Oral bioavailability of hydroxyurea is 80-100%. Parenteral formulation has no advantage over oral formulation. The drug is well distributed. It enters breast milk, cerebrospinal fluid and third space collections. The ratio of plasma to CSF levels is 4-9:1 and plasma to ascites levels is 2-7.5:1. The elimination half-life is 3.5-4.5 hours. Renal elimination is the main pathway of elimination. Sixty to eighty per cent of the dose eliminated by kidney unchanged. Patients with creatinine clearance of 10-50ml/hr should receive 50% and those with creatinine clearance of less than 10ml/hr should receive 20% of the planned dose. Hydroxyurea is metabolized but the metabolic pathways are not known.

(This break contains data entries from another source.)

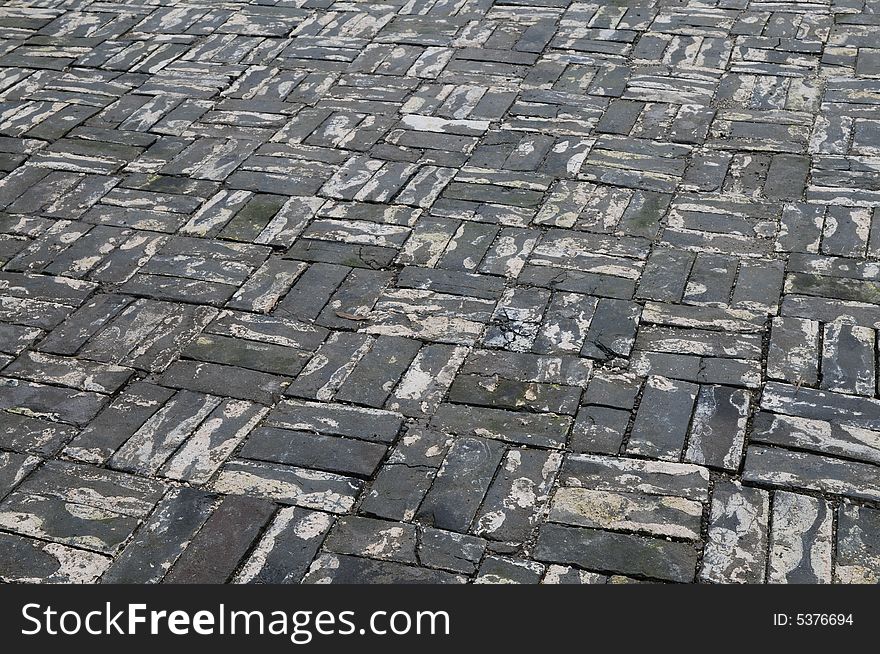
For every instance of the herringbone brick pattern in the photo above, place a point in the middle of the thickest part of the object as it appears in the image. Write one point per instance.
(439, 291)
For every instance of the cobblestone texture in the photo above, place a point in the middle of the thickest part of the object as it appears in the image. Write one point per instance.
(491, 291)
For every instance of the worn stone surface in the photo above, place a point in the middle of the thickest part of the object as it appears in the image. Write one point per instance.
(521, 291)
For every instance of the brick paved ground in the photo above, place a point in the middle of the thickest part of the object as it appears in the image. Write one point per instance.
(440, 291)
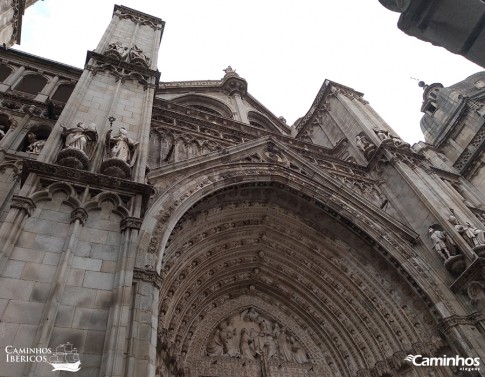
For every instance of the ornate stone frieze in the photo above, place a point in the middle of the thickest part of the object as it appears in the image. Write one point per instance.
(123, 71)
(138, 17)
(130, 223)
(52, 172)
(23, 203)
(447, 324)
(18, 103)
(79, 214)
(471, 152)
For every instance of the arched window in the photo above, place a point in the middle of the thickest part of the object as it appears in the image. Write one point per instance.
(63, 92)
(5, 71)
(31, 84)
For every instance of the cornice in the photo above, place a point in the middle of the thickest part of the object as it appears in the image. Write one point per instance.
(163, 107)
(318, 102)
(139, 17)
(63, 173)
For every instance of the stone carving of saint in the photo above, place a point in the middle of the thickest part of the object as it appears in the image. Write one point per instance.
(472, 235)
(118, 49)
(35, 146)
(298, 352)
(79, 136)
(245, 345)
(122, 147)
(284, 346)
(264, 340)
(439, 243)
(229, 341)
(362, 142)
(251, 315)
(136, 54)
(215, 347)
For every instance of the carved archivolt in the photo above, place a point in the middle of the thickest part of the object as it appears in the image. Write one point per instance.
(342, 303)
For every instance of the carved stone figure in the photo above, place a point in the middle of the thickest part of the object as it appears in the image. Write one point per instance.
(79, 143)
(35, 146)
(298, 352)
(387, 138)
(439, 238)
(117, 49)
(122, 147)
(245, 345)
(79, 136)
(472, 235)
(215, 347)
(138, 56)
(227, 335)
(249, 335)
(284, 346)
(365, 146)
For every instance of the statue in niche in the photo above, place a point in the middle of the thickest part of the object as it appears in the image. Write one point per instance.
(298, 352)
(246, 345)
(439, 242)
(286, 354)
(122, 147)
(473, 236)
(121, 152)
(365, 145)
(387, 138)
(137, 56)
(264, 340)
(78, 137)
(228, 334)
(117, 49)
(35, 146)
(79, 143)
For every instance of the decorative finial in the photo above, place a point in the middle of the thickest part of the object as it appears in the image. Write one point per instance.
(229, 70)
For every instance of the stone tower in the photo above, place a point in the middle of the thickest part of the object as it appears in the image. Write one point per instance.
(79, 255)
(181, 229)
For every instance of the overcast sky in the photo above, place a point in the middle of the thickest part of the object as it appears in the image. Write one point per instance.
(285, 49)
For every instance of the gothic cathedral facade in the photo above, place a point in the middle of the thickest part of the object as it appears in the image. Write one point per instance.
(171, 229)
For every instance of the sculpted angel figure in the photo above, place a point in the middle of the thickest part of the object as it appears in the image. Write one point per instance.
(122, 147)
(439, 238)
(474, 236)
(35, 146)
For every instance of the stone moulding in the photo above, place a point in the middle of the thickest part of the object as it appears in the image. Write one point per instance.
(79, 214)
(139, 17)
(23, 203)
(63, 173)
(130, 223)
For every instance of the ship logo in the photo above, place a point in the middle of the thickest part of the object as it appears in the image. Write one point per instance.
(65, 358)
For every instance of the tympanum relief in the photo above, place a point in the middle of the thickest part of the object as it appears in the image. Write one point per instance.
(250, 335)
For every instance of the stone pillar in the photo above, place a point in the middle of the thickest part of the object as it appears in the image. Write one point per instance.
(118, 323)
(21, 208)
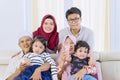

  1. Myeloproliferative diseases
    1. Chronic myeloid leukaemia
    2. Essential thrombocytosis
    3. Polycythaemia Vera
  2. Acute leukaemia to control counts
  3. Sickle cell anaemia


Myelosuppression is the dose limiting effect of hydroxyurea. The dose of hydroxyurea needs to be titrated to the leucocyte and platelet counts. The acceptable lower limits of these counts will depend on the indication but generally speaking a leukocyte count less than 2.5X109/L or a platelet count less than 100X109/L is an indication for discontinuing therapy. With the abovementioned provisions in mind the dose of hydroxyurea for different indications are as follows:

  1. Myeloproliferative diseases: The usual dose is 20-30mg/kg/day.
  2. Acute leukaemia: 50-100mg/kg per day
  3. Sickle cell anaemia: 15-20mg/kg/day

Drug interactions

  1. HU inhibits formation of deoxynucleotides and enhanced the effect of agents damaging the DNA, as no nucleotides are available for repair. The effects of purine and pyrimidine analogues. When hydroxyurea is combined with any of these agents it should be done as a part of a protocol whose toxicity has been evaluated. This will prevent unacceptable toxicity.
  2. It has been shown to be synergistic with agents damaging the DNA like cisplatin, alkylating agents and topoisomerase II inhibitors.
  3. It has been used as a radiosensitizing agent in the treatment of head and neck and cervical cancer. It depletes the deoxynucleotide pool needed for DNA repair after radiation-induced damage.
  4. Enhanced anti HIV activity of azidothymidine, dideocytidine and dideoxyinosine


  1. Myelosuppression: The dose limiting toxicity of hydroxyurea is myelosuppression. Hydroxyurea causes rapid fall in leucocyte counts. When used in non-haematological malignancies the fall in leucocyte counts is evident by days 2-5. When used in patients with leukaemia the fall is evident faster, sometimes within a day. This property of hydroxyurea is useful in myeloid leukaemia with very high leucocyte count. Hydroxyurea is the treatment of choice for patients with chronic myeloid leukaemia presenting with very high counts. Though used in acute myeloid leukaemia with hyperleucocytosis, benefit from its use has not been proven in clinical trials.
  2. Gastrointestinal: Oral ulceration and gastrointestinal tract effects may be seen in some patients. They are particularly common in patients who receive chemoradiation with hydroxyurea.
  3. Skin: Dermatological changes may be seen with prolonged use. These include
    1. Skin Pigmentation and rash: Hyperpigmentation, erythema of the face and hands, diffuse maculopapular rash and dry skin. Severe reactions may resemble lichen planus.
    2. Nail Changes: The nails may show atrophy and formation of multiple pigmented bands.
    3. Leg Ulcers: Leg ulcerations may be seen in patients with prolonged therapy with hydroxyurea.
    4. Alopecia: Alopecia may occasionally be seen with the use of hydroxyurea
    5. Radiation Recall: Erythema or pigmentation of previously radiated skin may be seen in some patients.
  4. Mutagenicity and Teratogenicity: Hydroxyurea is a proven teratogen and contraindicated in women are pregnant or are planning a pregnancy. Women in the reproductive age group must be advised about contraception. The carcinogenic potential of hydroxyurea is uncertain. In view of the mechanism of action it is prudent not to use hydroxyurea for non-malignant disease.